Go east – the people get nicer, even if their dogs get nastier

A review of Nick Hunt’s ‘Walking the Woods and the Water’. Hunt retraces the footsteps of Patrick Leigh Fermor across the suburban wastelands of Holland to the woods of Transylvania

[Getty Images/iStockphoto] 
issue 12 April 2014

When Nick Hunt first read Patrick Leigh Fermor’s account of his youthful trudge across Europe in A Time of Gifts and Between the Woods and the Water, he knew ‘with absolute certainty’ that one day he would make that journey himself. When I embarked on Patrick Leigh Fermor’s biography, I made an equally firm resolve that I wouldn’t walk a step of it.
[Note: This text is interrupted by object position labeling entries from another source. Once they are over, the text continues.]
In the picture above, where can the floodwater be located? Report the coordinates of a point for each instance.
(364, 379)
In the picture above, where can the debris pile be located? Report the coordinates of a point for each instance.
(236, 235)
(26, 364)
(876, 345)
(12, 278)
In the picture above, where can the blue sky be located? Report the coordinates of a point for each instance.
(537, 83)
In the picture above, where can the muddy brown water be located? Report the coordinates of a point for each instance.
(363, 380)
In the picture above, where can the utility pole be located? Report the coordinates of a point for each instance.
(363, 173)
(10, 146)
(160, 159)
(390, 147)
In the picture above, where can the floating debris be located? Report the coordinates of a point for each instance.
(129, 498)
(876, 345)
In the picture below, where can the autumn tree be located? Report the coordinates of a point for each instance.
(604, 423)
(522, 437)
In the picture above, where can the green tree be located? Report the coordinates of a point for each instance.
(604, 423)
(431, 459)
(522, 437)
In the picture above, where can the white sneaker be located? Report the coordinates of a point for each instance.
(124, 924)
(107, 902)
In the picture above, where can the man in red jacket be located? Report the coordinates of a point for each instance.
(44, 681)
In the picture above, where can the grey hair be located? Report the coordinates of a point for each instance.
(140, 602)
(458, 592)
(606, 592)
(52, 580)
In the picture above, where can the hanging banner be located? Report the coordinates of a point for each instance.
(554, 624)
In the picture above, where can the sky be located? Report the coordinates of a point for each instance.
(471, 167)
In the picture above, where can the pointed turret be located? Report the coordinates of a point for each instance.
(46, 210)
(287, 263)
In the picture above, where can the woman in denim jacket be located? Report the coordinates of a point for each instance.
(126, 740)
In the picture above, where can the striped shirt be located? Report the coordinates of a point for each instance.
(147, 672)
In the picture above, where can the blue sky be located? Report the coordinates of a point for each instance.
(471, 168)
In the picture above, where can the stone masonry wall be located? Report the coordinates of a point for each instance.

Paddy’s books had left me with a vision of a timeless Europe suspended somewhere between memory and imagination, and I didn’t want that vision distorted by layers of personal impressions.

But to Hunt the books posed a question. Eighty years on, was there anything left of the ‘gifts’ Paddy had enjoyed in prewar Europe? Was there still room enough for wildness, freedom and spontaneous hospitality? In this moving and profoundly honest book, the answer is ‘yes’.

Hunt was in his late twenties when he set out from London, and he got off to a bad start.